Burning the Koran: 14 September

Not to burn the Koran was the right decision. Publicise it instead!

I would not want anyone publicly to burn the Bible. Jesus told us to do to others as we would have them do to us. As a follower of Jesus I should therefore not publicly burn the Koran.

I also should not do something which puts many of my fellow Christians in danger. The immediate result of a small group of American Christians burning the Koran would be violent attacks on Christians in many Moslem majority countries. Church leaders in these countries understandably condemned the proposed Koran burning.

It is good that the proposed Koran burners listened to the arguments of others and backed down, albeit reluctantly. That some of the most hard-line Christians had their minds changed by other Christians is a good witness to the Church in general. It is hard to imagine any similar process happening in Islam.

Koran burning is non-violent. No-one is hurt. Only paper and print are destroyed. Burning a few copies hinders in no way the free and wide availability of the Koran. Some Moslems would no doubt respond with violence, and they threaten violence in response to a non-violent action. This Moslem response is wrong and should be criticised more, especially by fellow, moderate, Moslems. Some Western writers have also described Koran burning as though it were a violent act, thus legitimising the threatened violence by some Moslems. Freedom of religion means freedom to criticise religion, even in dramatic ways. The Koran criticises sharply Christianity and Judaism. Yet Islam is uncomfortable with being criticised. We should not curtail the freedom to criticise Islam, because of violent threats, but defend and use that freedom.

Koran burning is a dramatic way of saying that this teaching is dangerous and should not be followed. That is the view of the Koran shared by many of us orthodox Christians. It is impossible to follow and worship the Jesus of the Gospels and embrace the teaching of the Koran. From the beginning of Islam, there has been an irreconcilable ideological conflict. This stark difference should be acknowledged and explained more. Maybe we Christians should publicise more the verses from the Koran which we find unacceptable?

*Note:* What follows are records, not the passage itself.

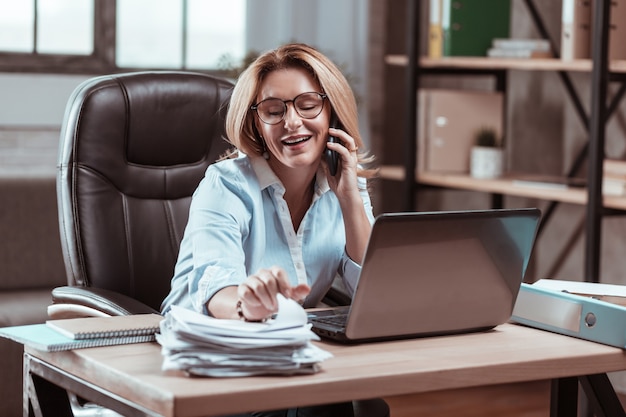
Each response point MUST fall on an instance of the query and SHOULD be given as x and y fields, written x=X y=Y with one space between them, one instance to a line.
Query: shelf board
x=500 y=186
x=484 y=63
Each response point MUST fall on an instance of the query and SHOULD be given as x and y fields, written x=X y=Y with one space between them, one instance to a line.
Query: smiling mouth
x=292 y=142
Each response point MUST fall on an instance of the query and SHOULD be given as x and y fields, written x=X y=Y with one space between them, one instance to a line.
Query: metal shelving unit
x=593 y=153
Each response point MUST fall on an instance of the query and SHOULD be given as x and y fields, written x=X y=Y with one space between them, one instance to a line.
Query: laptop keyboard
x=338 y=320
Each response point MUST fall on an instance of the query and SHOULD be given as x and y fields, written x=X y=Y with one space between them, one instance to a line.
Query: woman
x=272 y=220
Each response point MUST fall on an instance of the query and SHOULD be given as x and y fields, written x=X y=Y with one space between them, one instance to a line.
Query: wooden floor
x=512 y=400
x=528 y=399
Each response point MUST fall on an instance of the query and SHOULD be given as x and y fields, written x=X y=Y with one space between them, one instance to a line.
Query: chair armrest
x=94 y=301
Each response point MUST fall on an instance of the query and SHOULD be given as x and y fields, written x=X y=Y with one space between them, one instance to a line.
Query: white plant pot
x=486 y=162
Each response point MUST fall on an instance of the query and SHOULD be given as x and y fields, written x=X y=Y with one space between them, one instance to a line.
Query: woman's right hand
x=258 y=293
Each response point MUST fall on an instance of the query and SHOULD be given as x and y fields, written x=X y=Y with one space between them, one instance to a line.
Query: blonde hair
x=240 y=119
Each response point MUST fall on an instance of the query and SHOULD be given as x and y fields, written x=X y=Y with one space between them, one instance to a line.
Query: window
x=101 y=36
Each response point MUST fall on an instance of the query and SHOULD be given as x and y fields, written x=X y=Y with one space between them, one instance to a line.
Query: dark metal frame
x=595 y=123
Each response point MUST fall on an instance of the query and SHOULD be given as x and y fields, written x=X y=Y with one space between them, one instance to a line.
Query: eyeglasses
x=272 y=110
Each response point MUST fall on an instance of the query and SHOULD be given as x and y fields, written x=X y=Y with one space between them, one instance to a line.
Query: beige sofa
x=31 y=264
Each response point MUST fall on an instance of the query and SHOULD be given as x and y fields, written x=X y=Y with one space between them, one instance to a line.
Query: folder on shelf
x=435 y=33
x=575 y=29
x=584 y=310
x=447 y=123
x=469 y=26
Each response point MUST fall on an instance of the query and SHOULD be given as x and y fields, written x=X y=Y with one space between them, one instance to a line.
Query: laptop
x=435 y=273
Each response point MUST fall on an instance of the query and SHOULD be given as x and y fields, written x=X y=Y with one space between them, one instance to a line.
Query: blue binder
x=582 y=316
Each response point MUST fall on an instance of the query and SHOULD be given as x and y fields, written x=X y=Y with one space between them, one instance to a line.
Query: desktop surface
x=508 y=353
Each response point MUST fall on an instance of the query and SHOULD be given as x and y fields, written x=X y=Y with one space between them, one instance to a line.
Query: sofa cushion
x=30 y=248
x=24 y=307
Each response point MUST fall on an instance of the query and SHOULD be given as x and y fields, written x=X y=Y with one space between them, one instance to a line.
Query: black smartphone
x=332 y=157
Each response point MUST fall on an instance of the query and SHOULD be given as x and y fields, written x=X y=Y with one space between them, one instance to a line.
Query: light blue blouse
x=240 y=223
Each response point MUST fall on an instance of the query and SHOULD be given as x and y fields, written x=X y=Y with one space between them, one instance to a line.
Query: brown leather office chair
x=133 y=149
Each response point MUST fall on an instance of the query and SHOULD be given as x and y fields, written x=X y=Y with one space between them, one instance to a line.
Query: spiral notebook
x=103 y=327
x=45 y=338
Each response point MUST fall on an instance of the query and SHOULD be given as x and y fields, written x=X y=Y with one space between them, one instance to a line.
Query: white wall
x=35 y=100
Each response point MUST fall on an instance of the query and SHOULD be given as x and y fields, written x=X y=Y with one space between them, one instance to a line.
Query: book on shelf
x=576 y=29
x=101 y=327
x=615 y=168
x=614 y=186
x=469 y=26
x=517 y=53
x=447 y=122
x=519 y=48
x=45 y=338
x=539 y=45
x=435 y=33
x=547 y=181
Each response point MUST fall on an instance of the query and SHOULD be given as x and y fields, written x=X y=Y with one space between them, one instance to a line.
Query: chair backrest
x=133 y=149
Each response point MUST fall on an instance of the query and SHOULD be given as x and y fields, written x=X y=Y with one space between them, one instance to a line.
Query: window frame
x=101 y=61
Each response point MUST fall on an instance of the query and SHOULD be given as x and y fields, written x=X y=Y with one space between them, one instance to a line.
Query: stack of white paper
x=205 y=346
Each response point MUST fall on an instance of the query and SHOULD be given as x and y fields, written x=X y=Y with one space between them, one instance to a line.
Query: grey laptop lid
x=429 y=273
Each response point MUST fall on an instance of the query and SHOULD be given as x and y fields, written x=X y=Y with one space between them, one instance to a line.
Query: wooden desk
x=129 y=378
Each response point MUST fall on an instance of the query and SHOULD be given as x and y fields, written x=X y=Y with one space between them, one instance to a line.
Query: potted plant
x=487 y=155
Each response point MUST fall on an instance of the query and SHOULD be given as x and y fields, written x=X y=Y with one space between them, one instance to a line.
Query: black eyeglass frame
x=255 y=107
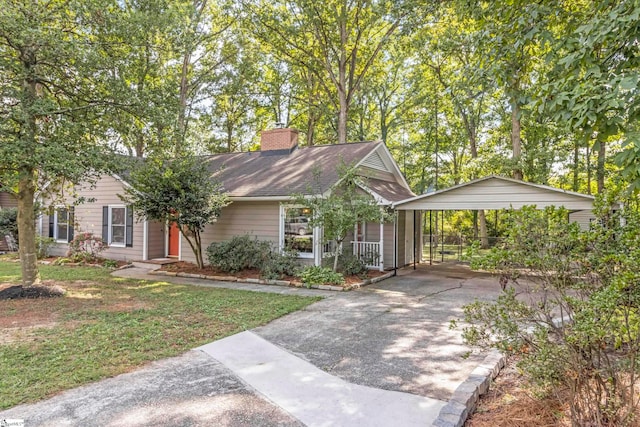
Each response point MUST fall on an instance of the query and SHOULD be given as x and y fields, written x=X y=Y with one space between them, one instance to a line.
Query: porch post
x=145 y=241
x=381 y=244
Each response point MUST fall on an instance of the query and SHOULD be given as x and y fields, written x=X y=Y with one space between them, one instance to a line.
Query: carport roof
x=497 y=192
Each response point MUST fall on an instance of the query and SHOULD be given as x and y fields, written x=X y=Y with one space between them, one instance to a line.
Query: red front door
x=174 y=240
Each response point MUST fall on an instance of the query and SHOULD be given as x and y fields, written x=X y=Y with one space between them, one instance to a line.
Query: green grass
x=108 y=326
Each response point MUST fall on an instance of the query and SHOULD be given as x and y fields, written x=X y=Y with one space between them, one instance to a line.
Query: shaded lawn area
x=106 y=326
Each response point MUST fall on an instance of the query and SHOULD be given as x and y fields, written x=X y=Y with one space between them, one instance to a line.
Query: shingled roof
x=280 y=174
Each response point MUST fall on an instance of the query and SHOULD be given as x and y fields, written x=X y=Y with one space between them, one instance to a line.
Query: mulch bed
x=190 y=268
x=511 y=403
x=35 y=291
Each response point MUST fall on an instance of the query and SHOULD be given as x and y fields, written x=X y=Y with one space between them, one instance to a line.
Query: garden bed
x=186 y=269
x=511 y=403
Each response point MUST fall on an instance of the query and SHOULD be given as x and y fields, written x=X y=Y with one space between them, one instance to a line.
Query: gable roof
x=264 y=174
x=497 y=192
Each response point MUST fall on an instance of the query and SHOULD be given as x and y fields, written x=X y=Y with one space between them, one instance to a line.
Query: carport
x=493 y=193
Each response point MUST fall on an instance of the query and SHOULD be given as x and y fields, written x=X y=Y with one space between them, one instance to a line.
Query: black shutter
x=71 y=220
x=105 y=224
x=129 y=227
x=51 y=224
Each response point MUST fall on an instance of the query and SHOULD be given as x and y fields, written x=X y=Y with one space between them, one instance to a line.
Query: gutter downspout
x=395 y=243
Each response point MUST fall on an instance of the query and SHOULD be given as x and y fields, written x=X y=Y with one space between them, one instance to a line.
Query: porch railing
x=369 y=252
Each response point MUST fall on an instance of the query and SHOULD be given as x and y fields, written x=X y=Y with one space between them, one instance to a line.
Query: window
x=117 y=225
x=297 y=234
x=61 y=224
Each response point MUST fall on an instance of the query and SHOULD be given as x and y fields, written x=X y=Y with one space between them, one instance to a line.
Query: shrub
x=239 y=253
x=574 y=320
x=110 y=263
x=43 y=244
x=85 y=247
x=314 y=275
x=277 y=265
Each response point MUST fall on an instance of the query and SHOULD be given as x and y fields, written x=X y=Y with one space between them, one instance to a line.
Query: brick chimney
x=279 y=140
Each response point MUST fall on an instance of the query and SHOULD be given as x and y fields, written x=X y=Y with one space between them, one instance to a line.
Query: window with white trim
x=117 y=225
x=61 y=225
x=295 y=231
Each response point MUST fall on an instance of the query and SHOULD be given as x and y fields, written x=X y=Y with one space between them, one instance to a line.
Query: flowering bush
x=85 y=247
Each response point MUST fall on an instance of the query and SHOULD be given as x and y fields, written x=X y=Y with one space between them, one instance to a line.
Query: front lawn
x=106 y=326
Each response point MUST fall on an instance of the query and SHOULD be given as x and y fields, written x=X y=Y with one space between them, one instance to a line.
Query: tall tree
x=48 y=69
x=336 y=41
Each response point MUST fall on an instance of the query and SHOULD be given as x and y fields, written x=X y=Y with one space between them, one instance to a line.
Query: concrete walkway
x=382 y=355
x=313 y=396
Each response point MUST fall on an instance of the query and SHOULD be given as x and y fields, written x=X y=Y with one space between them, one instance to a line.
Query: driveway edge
x=464 y=400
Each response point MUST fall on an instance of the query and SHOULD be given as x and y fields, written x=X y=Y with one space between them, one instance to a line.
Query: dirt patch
x=187 y=267
x=21 y=319
x=510 y=403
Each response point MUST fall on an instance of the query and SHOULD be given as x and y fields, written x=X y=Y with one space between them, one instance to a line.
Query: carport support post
x=442 y=234
x=430 y=239
x=414 y=240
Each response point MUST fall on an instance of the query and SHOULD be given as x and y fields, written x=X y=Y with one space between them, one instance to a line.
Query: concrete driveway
x=394 y=335
x=361 y=355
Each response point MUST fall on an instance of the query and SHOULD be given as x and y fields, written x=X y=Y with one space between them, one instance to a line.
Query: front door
x=174 y=240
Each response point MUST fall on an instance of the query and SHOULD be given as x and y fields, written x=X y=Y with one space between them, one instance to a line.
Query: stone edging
x=271 y=282
x=465 y=398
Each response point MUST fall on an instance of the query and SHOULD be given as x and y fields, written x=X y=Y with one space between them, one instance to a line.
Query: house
x=260 y=185
x=6 y=201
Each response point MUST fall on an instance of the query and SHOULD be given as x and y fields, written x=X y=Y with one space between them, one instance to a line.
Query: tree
x=49 y=131
x=342 y=209
x=573 y=319
x=336 y=41
x=593 y=87
x=181 y=191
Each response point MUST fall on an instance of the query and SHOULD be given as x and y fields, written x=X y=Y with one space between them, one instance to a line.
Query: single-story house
x=260 y=185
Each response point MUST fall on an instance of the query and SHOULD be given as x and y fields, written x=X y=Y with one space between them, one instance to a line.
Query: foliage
x=181 y=191
x=571 y=308
x=345 y=206
x=107 y=326
x=110 y=263
x=43 y=245
x=280 y=264
x=9 y=223
x=315 y=275
x=239 y=253
x=49 y=119
x=85 y=247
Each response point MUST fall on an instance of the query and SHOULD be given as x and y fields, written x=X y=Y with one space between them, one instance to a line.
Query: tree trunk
x=182 y=107
x=576 y=166
x=27 y=229
x=342 y=116
x=337 y=255
x=484 y=239
x=343 y=101
x=600 y=171
x=516 y=140
x=480 y=215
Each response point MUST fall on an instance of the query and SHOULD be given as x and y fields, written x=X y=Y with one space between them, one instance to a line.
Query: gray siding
x=259 y=219
x=88 y=218
x=156 y=239
x=401 y=240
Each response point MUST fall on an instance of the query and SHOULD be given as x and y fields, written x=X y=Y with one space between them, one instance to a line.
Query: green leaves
x=181 y=190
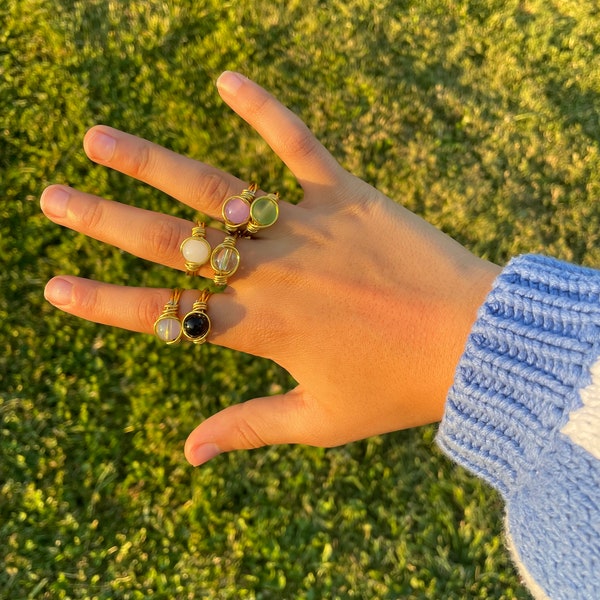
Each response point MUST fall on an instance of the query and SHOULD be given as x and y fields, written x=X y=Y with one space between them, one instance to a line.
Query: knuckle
x=91 y=216
x=248 y=435
x=299 y=144
x=209 y=191
x=163 y=241
x=149 y=308
x=140 y=166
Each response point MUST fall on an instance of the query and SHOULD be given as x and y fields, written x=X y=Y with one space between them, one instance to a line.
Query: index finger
x=192 y=182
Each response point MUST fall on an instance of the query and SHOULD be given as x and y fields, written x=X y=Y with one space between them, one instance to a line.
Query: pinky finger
x=135 y=309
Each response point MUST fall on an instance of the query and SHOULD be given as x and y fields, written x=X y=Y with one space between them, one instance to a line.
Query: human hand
x=365 y=304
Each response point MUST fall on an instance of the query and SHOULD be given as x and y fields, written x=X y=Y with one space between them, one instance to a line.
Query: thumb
x=282 y=419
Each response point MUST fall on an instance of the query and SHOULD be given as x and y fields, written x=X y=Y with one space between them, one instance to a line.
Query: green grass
x=482 y=117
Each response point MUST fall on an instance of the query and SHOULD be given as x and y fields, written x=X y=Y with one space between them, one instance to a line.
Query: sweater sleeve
x=524 y=414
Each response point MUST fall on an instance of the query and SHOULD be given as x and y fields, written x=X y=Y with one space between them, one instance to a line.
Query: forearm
x=523 y=414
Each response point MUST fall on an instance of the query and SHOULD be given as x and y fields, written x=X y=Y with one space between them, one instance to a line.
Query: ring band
x=196 y=324
x=196 y=249
x=236 y=209
x=167 y=327
x=264 y=212
x=225 y=260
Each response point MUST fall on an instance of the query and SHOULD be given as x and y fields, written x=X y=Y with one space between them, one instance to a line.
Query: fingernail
x=59 y=291
x=55 y=201
x=101 y=147
x=203 y=453
x=230 y=82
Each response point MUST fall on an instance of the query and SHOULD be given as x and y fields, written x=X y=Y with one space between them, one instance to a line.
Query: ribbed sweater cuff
x=527 y=356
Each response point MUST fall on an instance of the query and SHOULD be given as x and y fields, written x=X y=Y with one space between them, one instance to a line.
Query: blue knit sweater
x=524 y=414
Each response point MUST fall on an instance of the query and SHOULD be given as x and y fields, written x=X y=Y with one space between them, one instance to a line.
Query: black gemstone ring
x=196 y=324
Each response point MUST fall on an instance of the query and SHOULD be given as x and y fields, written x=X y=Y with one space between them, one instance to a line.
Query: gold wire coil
x=264 y=213
x=167 y=327
x=225 y=260
x=196 y=325
x=198 y=238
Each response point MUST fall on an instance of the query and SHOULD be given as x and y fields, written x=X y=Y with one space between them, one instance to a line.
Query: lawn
x=483 y=117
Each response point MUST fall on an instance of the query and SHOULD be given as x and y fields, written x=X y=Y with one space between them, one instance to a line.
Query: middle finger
x=194 y=183
x=143 y=233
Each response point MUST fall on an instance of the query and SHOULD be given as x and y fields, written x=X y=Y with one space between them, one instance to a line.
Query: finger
x=140 y=232
x=281 y=419
x=194 y=183
x=135 y=308
x=285 y=132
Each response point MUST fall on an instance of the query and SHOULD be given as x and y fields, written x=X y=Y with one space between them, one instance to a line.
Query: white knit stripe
x=536 y=591
x=583 y=427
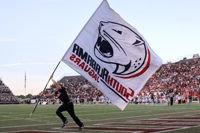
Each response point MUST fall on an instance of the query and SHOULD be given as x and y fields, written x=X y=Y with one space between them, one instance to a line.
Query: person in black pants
x=67 y=104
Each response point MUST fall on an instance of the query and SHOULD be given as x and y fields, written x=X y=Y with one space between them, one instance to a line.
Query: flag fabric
x=113 y=56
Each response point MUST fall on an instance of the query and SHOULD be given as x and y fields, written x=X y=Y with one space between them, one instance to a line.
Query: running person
x=67 y=105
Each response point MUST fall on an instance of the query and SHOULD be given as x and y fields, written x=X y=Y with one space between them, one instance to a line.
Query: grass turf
x=16 y=117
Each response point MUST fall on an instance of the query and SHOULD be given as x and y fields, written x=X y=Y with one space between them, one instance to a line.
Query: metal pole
x=45 y=88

“Fight those who believe not in Allah, nor the last day, nor hold that forbidden which hath been forbidden by Allah and His Messenger, nor acknowledge the Religion of Truth, from among the people of the Book [i.e., Jews and Christians], until they pay the jizya with willing submission, and feel themselves subdued.” Sura 9:29

The Koran instructs Moslems to fight all non-Moslems, all pork-eaters or alcohol-drinkers of whatever faith. We are glad that most Moslems do not follow this to the letter, and that some think of fighting with the pen rather than the sword. But it is clear that, at least, the sword is not ruled out, and the history of Moslem expansion shows that the most common interpretation of ‘fight’ is with the bloody sword. More people need to know that this is teaching from the Koran. Hardly a religion of peace!

No more talk of Koran burning. Instead let’s have more truth about the Koran.